The Book: Art in the Age of the Cloud
I wrote “Art in the Age of the Cloud” as a recap of my experiences in this field, my ideas and feelings. It is more an artist book than a peer reviewed academic publication. I wanted to be free to tell my point of view on the subject, writing about possible future scenarios. Part of the book is historical research but it works more as a stage from where I can tell my point of view. In brief I think that the way Video art, and some other file based art, gets sold is pretty wrong. Selling them like you sell a painting (a very expensive unique object) doesn't take into account the specs of these media. I think we should find new models to take advantage of their inner nature. https://viceversaartbooks.com/items/art-in-the-age-of-the-cloud/
The Evolution of the Art Market
To play these projects at their best, to let them enter the art market taking advantage of their own specs, we would need a new selling model and not just an adaptation of something thought for a painting for instance. Let me use an example I learned watching a great TED talk. In a computer everything is described by long sequences of 0s and 1s. Think of this as to a candle if you want. But the future of computers, quantum computers, are more like a light bulb, not just a bigger candle. They work differently. In QBits, the quantum bits, 0s and 1s can exist at the same time in something called superposition, they exist in a combination of 0s and 1s. For instance a QBit can exist with the 30% of probability of being 0 and the 70% of being 1: this means that its identity is on a spectrum. Videos and files are on a spectrum as well as they can manifest themselves in many different ways. They even include the idea of “editing”: special versions done for a selected audience. If declared, this is perfectly fine (you can’t do this with a painting). So I think it makes sense to edit a video for something very specific like an art fair is, but we still need a selling model that works on a spectrum as well.

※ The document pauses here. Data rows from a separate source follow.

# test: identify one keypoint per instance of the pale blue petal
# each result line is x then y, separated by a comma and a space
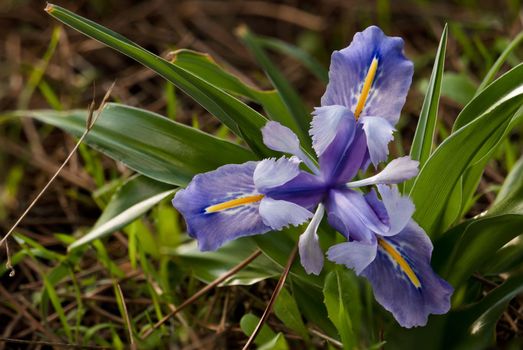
278, 214
326, 124
271, 173
226, 183
355, 255
378, 132
399, 208
349, 68
397, 171
311, 255
410, 301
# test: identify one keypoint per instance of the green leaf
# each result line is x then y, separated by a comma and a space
148, 143
131, 201
341, 297
480, 239
450, 160
489, 77
291, 98
232, 112
207, 266
287, 311
423, 138
510, 197
204, 66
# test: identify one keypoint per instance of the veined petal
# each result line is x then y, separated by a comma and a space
221, 205
282, 139
371, 76
326, 123
355, 255
403, 280
399, 208
397, 171
311, 255
278, 214
378, 133
356, 216
339, 143
270, 173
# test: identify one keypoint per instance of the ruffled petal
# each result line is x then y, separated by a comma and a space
397, 171
221, 205
311, 255
282, 139
279, 214
403, 280
378, 133
399, 208
355, 216
375, 57
339, 142
271, 173
355, 255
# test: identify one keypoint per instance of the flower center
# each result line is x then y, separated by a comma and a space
366, 88
401, 262
234, 203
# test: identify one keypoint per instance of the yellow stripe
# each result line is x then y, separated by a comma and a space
366, 87
401, 262
234, 203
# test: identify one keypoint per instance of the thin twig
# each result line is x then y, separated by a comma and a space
91, 119
277, 290
53, 344
202, 291
126, 316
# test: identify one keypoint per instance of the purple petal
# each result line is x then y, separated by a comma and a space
378, 133
213, 229
355, 255
271, 173
349, 68
410, 296
282, 139
350, 213
326, 124
399, 208
311, 255
279, 214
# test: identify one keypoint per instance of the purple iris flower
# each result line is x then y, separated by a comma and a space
369, 82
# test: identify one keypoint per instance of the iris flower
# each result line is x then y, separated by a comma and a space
367, 89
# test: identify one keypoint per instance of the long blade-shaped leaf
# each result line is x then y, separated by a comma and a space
290, 96
423, 138
447, 164
132, 200
232, 112
152, 145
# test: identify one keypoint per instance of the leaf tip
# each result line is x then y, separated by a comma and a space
49, 8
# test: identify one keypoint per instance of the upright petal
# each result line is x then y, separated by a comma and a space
278, 214
221, 205
371, 76
311, 255
339, 143
282, 139
378, 133
403, 280
355, 255
282, 179
355, 216
399, 208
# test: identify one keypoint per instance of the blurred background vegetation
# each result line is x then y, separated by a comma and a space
54, 296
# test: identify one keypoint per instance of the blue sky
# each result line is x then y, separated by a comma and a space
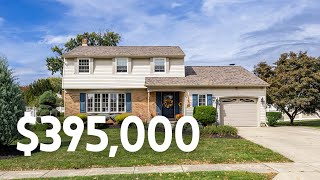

The ideas behind ViBo and ViBo XXL
ViBo started out as a one shot project of mine several years ago. It was a video brochure to sell my video art, and with time it transformed into something else: a selling model that works on a spectrum of possibilities. ViBo suggests that a file-based work can be both streamed, sold as digital download or through inexpensive physical versions up to precious limited editions accompanied by a proper license. The same exact video available in many different formats. The video remains the same and what it changes is how it is delivered, and its associated rights. With Vibo XXL, for instance, you get a license giving you exhibition rights with credits and digital distribution rights. Basically you can re-sell, or give for free, a number of videos. The collector becomes a sort of co-producer and at the same time a distributor of the video work he or she acquires. His role, his identity are renegotiated. It could sound like a dichotomy, being co-producer somehow at the opposite of distribution. But again, when we deal with video art and files, everything is on a spectrum; the collector, the artist, the dealer, and everyone else involved in the process.
Venice Biennale
This is pretty exciting, I’m part of “Tu Vs. Everybody” a group show produced by Anita Calà’s Villam, co-curated by Elena Giulia Rossi and in collaboration with GAD, Giudecca Art District, that is a new initiative on the island. I’m gonna do a pretty huge outdoor project next to the Estonian Pavilion. It will be about my crypto coin. Come by and check it out! WM
Nicollette Ramirez is an art dealer, writer, producer and events organizer, nurturing artists and promoting their work. Nicollette’s projects have often combined artists from diverse backgrounds working in different media in various locations. Nicollette named her company Beez And Honey.